3. Keep yourself in good physical condition
By keeping yourself in good physical condition you will ensure you will be able to get to the areas you want to hunt and areas that have birds. Bryan has guided many hunters who weren't in good physical condition and their ability to effectively hunt was hampered greatly.
Hunters who aren't using dogs especially need to be in great shape to cover the amount of ground which must be covered to flush birds You need to be in shape so you can physically go where you want to go" says Bryan.
4. Keep your dog in top condition and ensure the dog knows its commands.
"Keeping a good handle on your dog will make or break a successful hunt. The last thing you need is a renegade dog busting birds or running off way ahead of you while hunting." claims Bryan.

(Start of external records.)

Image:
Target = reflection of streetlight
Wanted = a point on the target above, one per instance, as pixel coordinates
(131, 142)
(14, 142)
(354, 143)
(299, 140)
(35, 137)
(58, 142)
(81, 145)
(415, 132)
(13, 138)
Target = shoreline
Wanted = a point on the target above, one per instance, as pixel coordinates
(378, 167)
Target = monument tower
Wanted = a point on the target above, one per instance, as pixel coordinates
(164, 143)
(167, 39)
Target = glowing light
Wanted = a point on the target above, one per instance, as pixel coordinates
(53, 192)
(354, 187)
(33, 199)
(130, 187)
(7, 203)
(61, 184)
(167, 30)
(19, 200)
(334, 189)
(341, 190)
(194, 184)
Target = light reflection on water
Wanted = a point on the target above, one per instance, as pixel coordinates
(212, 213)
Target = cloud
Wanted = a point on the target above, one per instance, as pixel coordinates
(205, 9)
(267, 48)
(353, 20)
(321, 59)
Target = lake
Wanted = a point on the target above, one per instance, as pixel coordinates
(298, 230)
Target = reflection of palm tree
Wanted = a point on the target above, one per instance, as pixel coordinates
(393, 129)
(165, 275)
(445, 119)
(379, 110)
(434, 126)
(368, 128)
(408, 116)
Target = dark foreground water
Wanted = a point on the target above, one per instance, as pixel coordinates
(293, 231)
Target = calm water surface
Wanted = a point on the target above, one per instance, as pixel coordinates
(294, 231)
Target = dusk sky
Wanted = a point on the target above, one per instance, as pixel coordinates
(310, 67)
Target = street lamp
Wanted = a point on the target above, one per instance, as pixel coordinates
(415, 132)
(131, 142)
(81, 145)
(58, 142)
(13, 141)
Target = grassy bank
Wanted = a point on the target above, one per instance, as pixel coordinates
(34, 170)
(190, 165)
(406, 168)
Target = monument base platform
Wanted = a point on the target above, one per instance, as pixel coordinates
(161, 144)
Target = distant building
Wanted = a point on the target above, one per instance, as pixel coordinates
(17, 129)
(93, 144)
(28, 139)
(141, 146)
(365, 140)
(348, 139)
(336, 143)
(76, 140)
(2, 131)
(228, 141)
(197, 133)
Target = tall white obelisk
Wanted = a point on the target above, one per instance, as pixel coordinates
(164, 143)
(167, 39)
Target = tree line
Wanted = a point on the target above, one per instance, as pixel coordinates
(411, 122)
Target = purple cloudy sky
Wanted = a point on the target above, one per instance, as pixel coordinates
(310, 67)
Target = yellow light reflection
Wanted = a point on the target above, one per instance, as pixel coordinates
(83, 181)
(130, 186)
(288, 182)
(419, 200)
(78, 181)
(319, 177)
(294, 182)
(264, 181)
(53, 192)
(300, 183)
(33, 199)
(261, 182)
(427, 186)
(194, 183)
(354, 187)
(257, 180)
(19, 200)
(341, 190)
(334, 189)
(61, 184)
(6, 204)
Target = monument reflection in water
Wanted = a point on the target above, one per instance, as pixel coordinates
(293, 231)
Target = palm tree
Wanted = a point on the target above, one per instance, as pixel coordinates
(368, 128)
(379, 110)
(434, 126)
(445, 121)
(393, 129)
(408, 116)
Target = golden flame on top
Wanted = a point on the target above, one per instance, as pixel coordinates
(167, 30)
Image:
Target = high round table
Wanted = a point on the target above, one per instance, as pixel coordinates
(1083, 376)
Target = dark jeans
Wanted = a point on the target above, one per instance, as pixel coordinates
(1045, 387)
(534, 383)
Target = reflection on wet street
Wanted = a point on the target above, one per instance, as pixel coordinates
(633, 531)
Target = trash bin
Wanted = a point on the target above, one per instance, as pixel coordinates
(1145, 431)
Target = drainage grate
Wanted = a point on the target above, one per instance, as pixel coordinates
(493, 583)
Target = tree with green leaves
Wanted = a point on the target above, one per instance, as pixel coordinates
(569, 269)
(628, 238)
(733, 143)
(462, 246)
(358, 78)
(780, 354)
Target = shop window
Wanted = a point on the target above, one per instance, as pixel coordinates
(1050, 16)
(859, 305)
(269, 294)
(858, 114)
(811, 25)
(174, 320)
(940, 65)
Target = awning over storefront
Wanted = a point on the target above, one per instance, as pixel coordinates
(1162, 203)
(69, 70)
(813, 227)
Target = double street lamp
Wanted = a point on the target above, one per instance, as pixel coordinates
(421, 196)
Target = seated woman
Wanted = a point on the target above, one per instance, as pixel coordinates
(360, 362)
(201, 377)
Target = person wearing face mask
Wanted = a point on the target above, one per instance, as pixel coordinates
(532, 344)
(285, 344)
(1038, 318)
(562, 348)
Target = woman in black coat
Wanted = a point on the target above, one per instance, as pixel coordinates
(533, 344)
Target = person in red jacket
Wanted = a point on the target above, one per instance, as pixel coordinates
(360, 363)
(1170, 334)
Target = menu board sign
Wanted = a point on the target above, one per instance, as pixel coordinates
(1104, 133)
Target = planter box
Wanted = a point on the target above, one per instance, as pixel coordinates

Proper etiquette in the field – only the dog's owner /handler should give any commands to the dog.
5. Take your time when taking the shot
"Many hunters hurry their shot. By doing this, it does not give the shot column a chance to spread out to cleanly take the bird. You have plenty of time to get a good bead on the bird so don't hurry the shot," says Bryan.
This fall don't despair over the reported bird count. There are plenty of birds to be had. States like Kansas, Nebraska, Iowa, and South Dakota, still have plenty of birds. With a little determination, shoe leather and following Bryan's tips, you too can limit out on ringnecks.